Izabella, in white turtleneck and tan leather pants, is the most beautiful actress we’ve interviewed since Charlize Theron. Her photos in a recent issue of the men’s magazine, Maxim, sizzled but in Vertical Limit, she’s all bundled up, delivers a mean right hook to one of the guys and, in the film’s most thrilling scene set in an icy slope, rescues another guy with nothing more than an ice pick. This green-eyed blonde who was born in Poland but grew up star-struck in Sweden ("My mother saw early that something was very wrong with her little girl," she joked) plays a tough French-Canadian medic who warms up to Chris’ character.
Asked if she has done some mountain climbing before this movie, the leading lady in the biggest film in Polish history (Ogniem I Mieczem) replied, "No, I haven’t. It was my first time. I’m not going to do it again. It’s just very dangerous. I stuck to Chris because he’s the biggest star and they couldn’t afford to kill him. It was the biggest challenge I’ve ever had in my whole life. Barry (Blanchard, a famous climber who was the climbing consultant of the film and Cliffhanger) is my idol but I don’t understand why he does it.

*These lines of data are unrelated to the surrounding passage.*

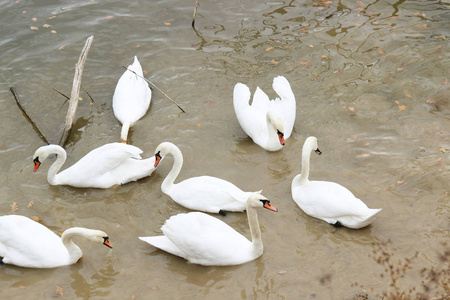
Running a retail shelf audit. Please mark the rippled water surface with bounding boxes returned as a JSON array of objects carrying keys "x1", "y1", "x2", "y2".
[{"x1": 0, "y1": 0, "x2": 450, "y2": 299}]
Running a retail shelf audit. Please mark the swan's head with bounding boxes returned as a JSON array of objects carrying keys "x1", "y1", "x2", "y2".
[
  {"x1": 267, "y1": 111, "x2": 286, "y2": 146},
  {"x1": 33, "y1": 145, "x2": 59, "y2": 172},
  {"x1": 155, "y1": 142, "x2": 182, "y2": 168},
  {"x1": 303, "y1": 136, "x2": 322, "y2": 155},
  {"x1": 247, "y1": 193, "x2": 278, "y2": 211}
]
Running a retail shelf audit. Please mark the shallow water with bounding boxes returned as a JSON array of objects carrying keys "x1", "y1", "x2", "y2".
[{"x1": 0, "y1": 0, "x2": 450, "y2": 299}]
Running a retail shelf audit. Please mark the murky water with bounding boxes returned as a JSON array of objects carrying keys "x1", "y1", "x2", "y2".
[{"x1": 0, "y1": 0, "x2": 450, "y2": 299}]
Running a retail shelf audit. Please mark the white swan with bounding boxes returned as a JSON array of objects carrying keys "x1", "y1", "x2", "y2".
[
  {"x1": 113, "y1": 56, "x2": 152, "y2": 143},
  {"x1": 0, "y1": 215, "x2": 112, "y2": 268},
  {"x1": 139, "y1": 193, "x2": 277, "y2": 266},
  {"x1": 291, "y1": 136, "x2": 381, "y2": 229},
  {"x1": 233, "y1": 76, "x2": 296, "y2": 151},
  {"x1": 33, "y1": 143, "x2": 155, "y2": 188},
  {"x1": 155, "y1": 142, "x2": 261, "y2": 214}
]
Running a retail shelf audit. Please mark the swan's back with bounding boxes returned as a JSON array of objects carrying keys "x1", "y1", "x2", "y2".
[
  {"x1": 292, "y1": 180, "x2": 381, "y2": 228},
  {"x1": 0, "y1": 215, "x2": 69, "y2": 268},
  {"x1": 57, "y1": 143, "x2": 154, "y2": 188},
  {"x1": 113, "y1": 56, "x2": 152, "y2": 126},
  {"x1": 161, "y1": 212, "x2": 255, "y2": 265}
]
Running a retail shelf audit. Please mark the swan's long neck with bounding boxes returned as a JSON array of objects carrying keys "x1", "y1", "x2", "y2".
[
  {"x1": 47, "y1": 146, "x2": 67, "y2": 185},
  {"x1": 61, "y1": 227, "x2": 88, "y2": 262},
  {"x1": 161, "y1": 147, "x2": 183, "y2": 194},
  {"x1": 247, "y1": 201, "x2": 263, "y2": 255},
  {"x1": 299, "y1": 144, "x2": 312, "y2": 184}
]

I’ve asked him and he says, ‘Because I’m chilling out.’ How can you relax while climbing an icy peak? We were tense."
As the first Bond girl in nine years after the suave agent was resurrected with Pierce Brosnan, Izabella thought she would wear "fabulous clothes and tiny bikinis." Instead, she was given a dowdy Russian haircut and drab clothes. But it was her computer specialist character, not 007, who saves London from destruction. The one-time model who appeared in major European magazines relished playing another no-nonsense woman in Vertical Limit. She told us in her charming Swedish accent, "My character starts out being very introvert, doesn’t talk much because she hates what she is doing, working at base camp. She doesn’t want to talk to these guys because she feels that there’s nothing worth talking about with these guys. She becomes more involved with the people around her because of her relationship with Chris’ character."

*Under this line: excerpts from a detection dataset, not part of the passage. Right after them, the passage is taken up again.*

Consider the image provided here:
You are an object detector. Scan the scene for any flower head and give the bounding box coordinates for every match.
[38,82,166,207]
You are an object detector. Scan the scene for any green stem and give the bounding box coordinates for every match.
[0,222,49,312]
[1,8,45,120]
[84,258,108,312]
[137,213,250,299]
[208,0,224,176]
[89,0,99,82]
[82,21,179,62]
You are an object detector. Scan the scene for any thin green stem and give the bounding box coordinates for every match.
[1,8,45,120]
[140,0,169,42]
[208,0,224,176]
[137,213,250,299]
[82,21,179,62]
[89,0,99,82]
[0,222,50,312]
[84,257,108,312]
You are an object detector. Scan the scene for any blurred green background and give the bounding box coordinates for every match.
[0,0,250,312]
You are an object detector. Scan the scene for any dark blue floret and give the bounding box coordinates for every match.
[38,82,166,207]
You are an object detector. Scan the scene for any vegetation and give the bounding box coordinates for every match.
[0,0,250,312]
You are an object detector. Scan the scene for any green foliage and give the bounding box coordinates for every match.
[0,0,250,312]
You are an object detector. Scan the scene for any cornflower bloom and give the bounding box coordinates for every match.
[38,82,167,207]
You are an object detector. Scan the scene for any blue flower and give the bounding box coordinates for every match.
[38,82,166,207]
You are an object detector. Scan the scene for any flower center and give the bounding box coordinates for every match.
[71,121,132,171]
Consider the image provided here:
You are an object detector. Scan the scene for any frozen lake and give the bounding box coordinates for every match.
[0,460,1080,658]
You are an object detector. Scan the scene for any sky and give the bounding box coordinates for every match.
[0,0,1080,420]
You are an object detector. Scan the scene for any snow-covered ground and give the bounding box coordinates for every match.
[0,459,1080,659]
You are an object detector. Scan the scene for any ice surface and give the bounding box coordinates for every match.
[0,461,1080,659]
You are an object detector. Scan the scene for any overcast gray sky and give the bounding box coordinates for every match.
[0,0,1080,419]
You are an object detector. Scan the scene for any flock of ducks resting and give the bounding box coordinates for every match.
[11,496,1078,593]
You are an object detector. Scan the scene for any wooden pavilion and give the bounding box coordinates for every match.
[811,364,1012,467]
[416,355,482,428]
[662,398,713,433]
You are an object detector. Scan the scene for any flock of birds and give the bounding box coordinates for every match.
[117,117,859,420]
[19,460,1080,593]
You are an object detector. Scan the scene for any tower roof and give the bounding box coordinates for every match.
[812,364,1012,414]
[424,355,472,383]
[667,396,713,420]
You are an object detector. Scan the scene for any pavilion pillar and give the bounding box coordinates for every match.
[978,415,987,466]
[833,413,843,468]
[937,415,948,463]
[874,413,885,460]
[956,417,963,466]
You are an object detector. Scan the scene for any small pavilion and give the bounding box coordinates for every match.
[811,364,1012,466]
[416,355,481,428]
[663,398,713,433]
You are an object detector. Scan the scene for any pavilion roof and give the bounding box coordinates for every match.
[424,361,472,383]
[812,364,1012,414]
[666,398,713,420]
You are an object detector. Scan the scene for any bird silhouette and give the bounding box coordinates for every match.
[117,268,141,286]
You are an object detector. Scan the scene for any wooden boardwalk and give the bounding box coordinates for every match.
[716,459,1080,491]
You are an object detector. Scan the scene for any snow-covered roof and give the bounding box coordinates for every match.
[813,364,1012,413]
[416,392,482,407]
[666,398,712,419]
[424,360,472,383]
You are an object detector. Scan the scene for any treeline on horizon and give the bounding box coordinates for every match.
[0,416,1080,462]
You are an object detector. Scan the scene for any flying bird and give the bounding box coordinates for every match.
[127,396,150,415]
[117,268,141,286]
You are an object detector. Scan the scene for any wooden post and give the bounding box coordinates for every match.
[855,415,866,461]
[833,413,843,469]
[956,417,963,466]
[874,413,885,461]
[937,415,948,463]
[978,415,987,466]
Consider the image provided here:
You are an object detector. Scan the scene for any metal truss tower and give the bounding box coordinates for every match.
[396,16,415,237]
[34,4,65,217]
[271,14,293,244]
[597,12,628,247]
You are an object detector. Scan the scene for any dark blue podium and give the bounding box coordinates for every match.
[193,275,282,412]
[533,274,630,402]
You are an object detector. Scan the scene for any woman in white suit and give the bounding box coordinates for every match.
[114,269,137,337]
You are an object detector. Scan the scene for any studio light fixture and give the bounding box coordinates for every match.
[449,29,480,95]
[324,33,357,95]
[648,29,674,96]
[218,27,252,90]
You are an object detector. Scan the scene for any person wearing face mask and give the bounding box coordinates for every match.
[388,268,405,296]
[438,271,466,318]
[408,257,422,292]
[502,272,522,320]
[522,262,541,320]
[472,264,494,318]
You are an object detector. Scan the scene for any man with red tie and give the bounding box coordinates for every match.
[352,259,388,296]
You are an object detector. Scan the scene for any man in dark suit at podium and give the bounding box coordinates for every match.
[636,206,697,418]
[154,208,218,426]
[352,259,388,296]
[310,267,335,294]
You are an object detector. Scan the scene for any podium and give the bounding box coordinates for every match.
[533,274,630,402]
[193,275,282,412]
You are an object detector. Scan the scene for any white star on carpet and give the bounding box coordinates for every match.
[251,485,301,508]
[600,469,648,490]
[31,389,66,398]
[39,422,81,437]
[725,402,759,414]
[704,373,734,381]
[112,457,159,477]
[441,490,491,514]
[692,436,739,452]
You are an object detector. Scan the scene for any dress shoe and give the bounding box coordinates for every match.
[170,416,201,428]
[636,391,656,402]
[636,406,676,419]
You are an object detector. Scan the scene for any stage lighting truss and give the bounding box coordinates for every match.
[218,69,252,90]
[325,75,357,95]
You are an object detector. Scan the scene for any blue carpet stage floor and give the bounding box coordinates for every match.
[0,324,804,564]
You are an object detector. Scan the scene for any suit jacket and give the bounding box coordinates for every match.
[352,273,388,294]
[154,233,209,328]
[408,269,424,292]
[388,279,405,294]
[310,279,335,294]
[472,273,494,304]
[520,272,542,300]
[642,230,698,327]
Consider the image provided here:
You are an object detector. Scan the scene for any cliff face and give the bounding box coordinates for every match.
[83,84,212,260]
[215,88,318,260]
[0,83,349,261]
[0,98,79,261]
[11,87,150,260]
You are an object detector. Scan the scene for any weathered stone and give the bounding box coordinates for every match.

Izabella turned down some star-making Hollywood roles in the ’90s because she was starting a family with a Polish ice-hockey player, from whom she is now separated. She has a child, 3, from that marriage. She also starred in hit films in Poland and Sweden, where, as is the practice in Manila, her early success as a teen actress qualified her to become a pop singer as well. Izabella bared at the conclusion of our interview that she has decided to move to LA. "I just want to take a chance," she explained. "I’d like to be in the right place when they’re auditioning." Ironically, Izabella’s next film takes her back to Europe, where she will be the leading lady of Matthew ("I like to play the drums in the nude") McConaughey and Christian Bale. With a bit of luck, Izabella just may get a chance to catch up, perhaps not with Kim Basinger, but at least with Catherine Zeta-Jones.